This guide covers common errors you may encounter when building, deploying, and running your Zuplo API gateway, along with steps to diagnose and fix them.

Build errors

Build errors prevent your project from compiling during deployment. The gateway returns a BUILD_ERROR when this happens.

TypeScript compilation errors

Type mismatches, missing type definitions, or invalid syntax prevent the build from completing. Check the deployment logs for the file name, line number, and error description.

Fix: Run the build locally before deploying to catch these errors early:

TerminalCode
npx zuplo build

You can also add TypeScript to your project and run type checking directly:

TerminalCode
npm install -D typescript npx tsc --noEmit

This catches type errors before you deploy and integrates with most editors for inline feedback.

Module resolution failures

Imports that do not start with ./ or ../ and have no matching paths mapping in tsconfig.json fail to resolve.

Code
// This fails if there is no paths mapping import { myFunction } from "modules/my-module"; // Use a relative path instead import { myFunction } from "./modules/my-module";

Fix: Use relative paths for local modules, or configure compilerOptions.paths in your tsconfig.json.
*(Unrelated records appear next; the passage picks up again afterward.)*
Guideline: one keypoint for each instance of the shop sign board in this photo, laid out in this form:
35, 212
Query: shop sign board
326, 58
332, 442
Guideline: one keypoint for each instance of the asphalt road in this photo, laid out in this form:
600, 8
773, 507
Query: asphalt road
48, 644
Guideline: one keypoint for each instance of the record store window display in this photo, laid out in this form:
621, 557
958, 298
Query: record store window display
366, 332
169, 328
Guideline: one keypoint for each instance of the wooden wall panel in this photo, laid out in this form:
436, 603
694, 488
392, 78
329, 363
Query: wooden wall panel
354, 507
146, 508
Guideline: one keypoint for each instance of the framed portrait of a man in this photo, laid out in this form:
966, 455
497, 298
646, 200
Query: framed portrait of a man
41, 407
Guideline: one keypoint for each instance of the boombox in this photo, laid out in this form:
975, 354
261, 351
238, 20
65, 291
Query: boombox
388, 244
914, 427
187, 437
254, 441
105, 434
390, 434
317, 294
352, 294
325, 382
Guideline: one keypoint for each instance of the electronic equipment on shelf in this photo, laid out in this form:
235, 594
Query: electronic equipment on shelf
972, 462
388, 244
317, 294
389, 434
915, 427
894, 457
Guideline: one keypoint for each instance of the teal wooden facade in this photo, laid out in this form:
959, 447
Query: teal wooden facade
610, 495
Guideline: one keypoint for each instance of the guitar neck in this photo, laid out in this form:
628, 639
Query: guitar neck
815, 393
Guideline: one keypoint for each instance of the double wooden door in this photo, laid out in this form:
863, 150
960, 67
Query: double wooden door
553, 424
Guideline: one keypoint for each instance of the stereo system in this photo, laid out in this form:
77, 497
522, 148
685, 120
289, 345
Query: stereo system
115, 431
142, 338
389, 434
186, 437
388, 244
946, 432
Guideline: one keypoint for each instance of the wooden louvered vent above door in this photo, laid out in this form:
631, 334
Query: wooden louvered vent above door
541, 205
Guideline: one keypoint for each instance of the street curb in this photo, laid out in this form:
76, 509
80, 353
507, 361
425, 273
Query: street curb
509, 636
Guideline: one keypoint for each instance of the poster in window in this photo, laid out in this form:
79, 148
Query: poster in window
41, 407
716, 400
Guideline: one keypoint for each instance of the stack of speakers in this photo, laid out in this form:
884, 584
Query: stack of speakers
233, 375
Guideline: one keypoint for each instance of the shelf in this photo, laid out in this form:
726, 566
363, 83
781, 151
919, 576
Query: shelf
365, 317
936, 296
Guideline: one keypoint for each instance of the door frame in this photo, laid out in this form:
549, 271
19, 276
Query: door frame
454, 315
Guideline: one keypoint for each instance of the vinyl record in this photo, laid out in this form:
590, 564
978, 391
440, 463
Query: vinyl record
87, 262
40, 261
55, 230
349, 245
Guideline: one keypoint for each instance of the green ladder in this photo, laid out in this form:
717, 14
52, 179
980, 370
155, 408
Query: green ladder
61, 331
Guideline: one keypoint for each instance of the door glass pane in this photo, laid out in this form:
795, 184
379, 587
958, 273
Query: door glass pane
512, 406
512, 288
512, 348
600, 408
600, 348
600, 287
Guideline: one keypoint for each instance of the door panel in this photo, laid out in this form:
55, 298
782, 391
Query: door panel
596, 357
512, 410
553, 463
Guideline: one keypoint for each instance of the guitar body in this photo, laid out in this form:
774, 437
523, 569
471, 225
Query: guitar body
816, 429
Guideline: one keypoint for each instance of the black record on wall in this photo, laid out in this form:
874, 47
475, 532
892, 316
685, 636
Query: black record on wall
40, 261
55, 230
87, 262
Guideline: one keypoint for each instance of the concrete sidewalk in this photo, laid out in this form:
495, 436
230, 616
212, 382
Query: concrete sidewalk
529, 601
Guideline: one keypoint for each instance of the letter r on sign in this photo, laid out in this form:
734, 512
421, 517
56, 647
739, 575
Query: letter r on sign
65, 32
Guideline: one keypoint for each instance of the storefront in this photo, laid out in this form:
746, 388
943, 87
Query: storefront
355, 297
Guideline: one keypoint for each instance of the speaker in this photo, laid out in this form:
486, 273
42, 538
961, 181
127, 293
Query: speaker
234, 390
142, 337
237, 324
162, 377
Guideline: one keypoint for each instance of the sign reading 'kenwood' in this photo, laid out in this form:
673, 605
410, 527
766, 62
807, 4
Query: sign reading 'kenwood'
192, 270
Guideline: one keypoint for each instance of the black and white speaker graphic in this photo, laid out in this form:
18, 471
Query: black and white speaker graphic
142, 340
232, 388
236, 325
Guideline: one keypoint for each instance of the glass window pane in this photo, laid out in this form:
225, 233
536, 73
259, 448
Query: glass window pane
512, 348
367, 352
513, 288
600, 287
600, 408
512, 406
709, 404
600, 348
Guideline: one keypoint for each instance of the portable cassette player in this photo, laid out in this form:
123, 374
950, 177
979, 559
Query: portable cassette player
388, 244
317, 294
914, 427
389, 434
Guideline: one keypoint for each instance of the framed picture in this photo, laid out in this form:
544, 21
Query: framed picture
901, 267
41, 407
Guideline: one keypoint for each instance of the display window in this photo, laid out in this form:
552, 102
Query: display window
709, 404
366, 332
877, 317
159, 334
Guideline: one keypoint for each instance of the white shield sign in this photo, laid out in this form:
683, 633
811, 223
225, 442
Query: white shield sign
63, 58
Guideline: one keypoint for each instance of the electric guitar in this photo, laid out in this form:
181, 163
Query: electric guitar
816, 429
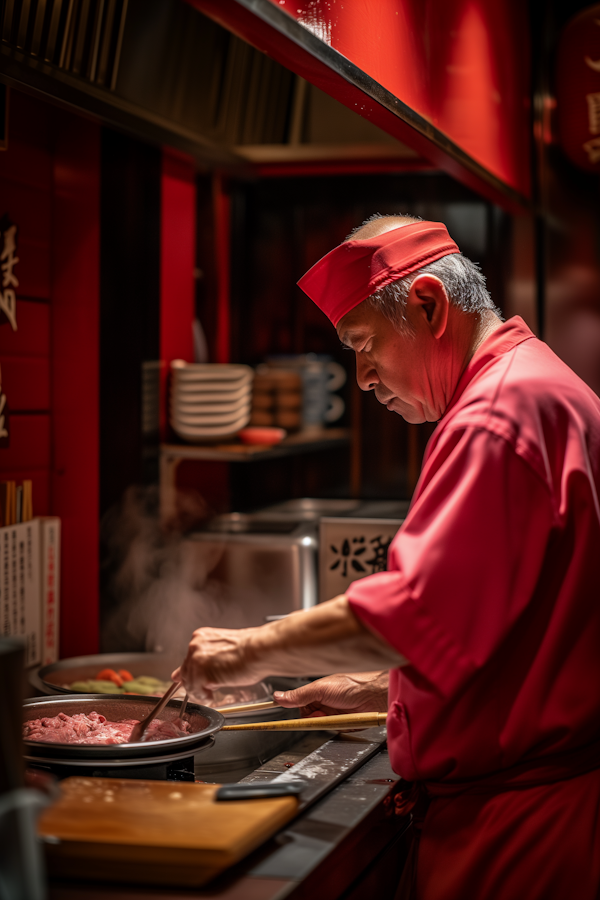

See TypeScript Configuration for details.

Missing or incompatible packages

Zuplo does not run Node.js and does not run npm install during deployment. Only npm packages that don't use native code or Node.js-specific APIs (like the filesystem or child_process) are compatible. Packages must be installed locally and their bundled output checked into source control.

Fix: Install the package locally, verify it works with zuplo dev, and ensure the compiled output is committed to your repository. See Node Modules for details on package compatibility and limitations.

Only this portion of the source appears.